Relevance Vector Machine (RVM) #1513

yedtoss · 2013-01-03T21:55:27Z

RVM is a Bayesian framework for obtaining sparse solutions to regression and classification tasks. It used a model of identical form to SVM ( Support Vector Machine). It solves the following disadvantages of SVM:
-- The number of basis function in SVM grows linearly with the size of the training set
In RVM, we start with 0 basis and incrementally update (add/delete) the set of basis function until convergence.

-- SVM predictions are not probabilistic while RVM's are probabilistic

-- It is necessary in SVM to estimate the margin trade-off parameter 'C' which is not the case in RVM

-- SVM kernel should be positive definite. In RVM we can use any kernel.

It is already implemented in dlib http://dlib.net/dlib/svm/rvm_abstract.h.html and there is also a matlab implementation here http://www.vectoranomaly.com/downloads/downloads.htm. These codes should serve as a guide.
I think it will be a good idea to add it to scikit-learn.

References :
1- Tipping, M. E. and A. C. Faul (2003). Fast marginal likelihood maximisation for sparse Bayesian models. In C. M. Bishop and B. J. Frey (Eds.), Proceedings of the Ninth International Workshop on Artificial Intelligence and Statistics, Key West, FL, Jan 3-6.

2- Tipping, M. E. (2001). Sparse Bayesian learning and the relevance vector machine. Journal of Machine Learning Research 1, 211–244.

The text was updated successfully, but these errors were encountered:

amueller · 2013-01-03T22:15:05Z

I'd have to read up on it again but in general I think RVMs would be a good addition.
dlib is boost licensed which should be compatible.
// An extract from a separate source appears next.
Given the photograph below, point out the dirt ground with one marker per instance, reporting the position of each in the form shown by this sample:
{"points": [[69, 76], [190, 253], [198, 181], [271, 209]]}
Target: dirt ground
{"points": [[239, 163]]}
It might not be so easy to wrap because of the boost-heavy coding style, though.
Is the problem optimized using SMO? Is it sensible if we implement SMO?

Gotta grab my Bishop.

amueller · 2013-01-03T22:39:03Z

What is the relation between ARD and RVM? Is RVM just the "basis function" version of ARD?
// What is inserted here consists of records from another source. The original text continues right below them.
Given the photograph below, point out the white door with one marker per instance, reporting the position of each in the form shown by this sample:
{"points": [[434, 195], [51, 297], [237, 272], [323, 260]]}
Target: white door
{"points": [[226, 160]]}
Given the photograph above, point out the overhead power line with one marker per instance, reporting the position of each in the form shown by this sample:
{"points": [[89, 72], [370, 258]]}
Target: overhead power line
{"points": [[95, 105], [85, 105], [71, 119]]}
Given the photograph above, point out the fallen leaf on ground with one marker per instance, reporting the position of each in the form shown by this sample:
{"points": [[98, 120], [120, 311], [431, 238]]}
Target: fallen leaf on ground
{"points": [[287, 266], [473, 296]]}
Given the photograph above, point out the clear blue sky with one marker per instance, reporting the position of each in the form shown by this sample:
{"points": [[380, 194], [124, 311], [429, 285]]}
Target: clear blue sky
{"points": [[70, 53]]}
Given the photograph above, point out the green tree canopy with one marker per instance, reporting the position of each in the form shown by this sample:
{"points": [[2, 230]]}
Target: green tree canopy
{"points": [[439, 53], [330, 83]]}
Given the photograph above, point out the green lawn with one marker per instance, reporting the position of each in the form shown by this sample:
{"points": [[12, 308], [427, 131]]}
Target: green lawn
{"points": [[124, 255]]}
amueller · 2013-01-03T22:39:53Z

Btw is anyone ever bothered by the fact that the section Generalized Linear Models doesn't contain any generalized models?

amueller · 2013-01-03T22:52:13Z

Ok so we should use the sequential sparse learning algorithm Bishop p. 352 following I guess?
Know yourself out ;)

amueller · 2013-01-03T22:54:26Z

I wonder whether there is a similar method for ARD? That would be cool as the current ARD implementation is quite slow :-/

yedtoss · 2013-01-03T23:06:43Z

No the implementation of RVM definitely does not use SMO. I think SMO is only used for SVM optimization.
Yes we should use the sequential sparse learning algorithm in reference 1 page 7. ( is it in bishop p 352? which one). This algorithm is "simple" enough and we can write it without using dlib. I was thinking about writing it in python and then use cython for optimization. In this case we can take full advantage of the matlab implementation. What do you think?
Anyway, It should be possible to write in C++. But for that we will need a good linear algebra library in C++. I am not sure if by default scikit-learn comes with one.
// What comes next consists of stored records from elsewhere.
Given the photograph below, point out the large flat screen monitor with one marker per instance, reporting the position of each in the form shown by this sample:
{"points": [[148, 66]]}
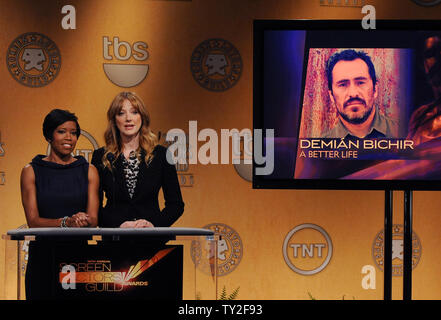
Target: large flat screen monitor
{"points": [[349, 108]]}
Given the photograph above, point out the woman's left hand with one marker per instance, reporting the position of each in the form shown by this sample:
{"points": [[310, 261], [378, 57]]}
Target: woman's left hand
{"points": [[142, 223]]}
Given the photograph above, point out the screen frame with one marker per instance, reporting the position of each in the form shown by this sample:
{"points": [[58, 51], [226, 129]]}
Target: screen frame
{"points": [[259, 28]]}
amueller · 2013-01-03T23:13:04Z

Bishop is "Machine Learning and Pattern Recognition".

The algorithm is probably not completely easy to get right. If you want to start on this, it will definitely be a bigger project. If you are interested and want to implement it any way, go ahead.

Implementing it is also quite a bit different from getting it into scikit-learn. That also involves writing tests, documentation and a user guide - and pretty code.

For a first try you should definitely use just numpy. It uses blas internally and is therefore quite fast.
Speeding up using Cython only makes sense if there is a lot of python overhead. If all the time is spent in the BLAS calls, using Cython doesn't make much sense.

yedtoss · 2013-01-03T23:31:57Z

OK for Cython and numpy. I didn't know bishop talk about RVM.
For the ARD and RVM relationship. I don't know a lot about ARD. But in reference 2 the authors said that RVM is based on ARD : "We term those training vectors associated with the remaining non-zero weights 'relevance' vectors, in deference to the principle of automatic relevance determination which motivates the presented approach" Page 3 (213) line 8.
Anyway how does ARD works?

amueller · 2013-01-05T12:14:45Z

ARD is also explained in Bishops book and in the user guide. It puts a diagonal Gaussian prior on the weights and tries to estimate the variances, which (as I understand it) is the same that RVM does. Is that correct?

agramfort · 2013-01-06T09:55:08Z

I realize that the ref mentioned :

http://books.nips.cc/papers/files/nips20/NIPS2007_0976.pdf

is not the implementation we use. I think that @vmichel implemented the
Bishop approach while this paper purposes a fixed point approach similar to
a coordinate descent approach. This code definitely needs some love...

amueller · 2013-01-06T13:01:43Z

Thanks @agramfort, I was wondering about that. I didn't go through the details but I thought as the paper was the only reference...

I would very much appreciate it if you could add a comment there citing the chapter of bishop that was used an maybe saying we should implement the other paper instead.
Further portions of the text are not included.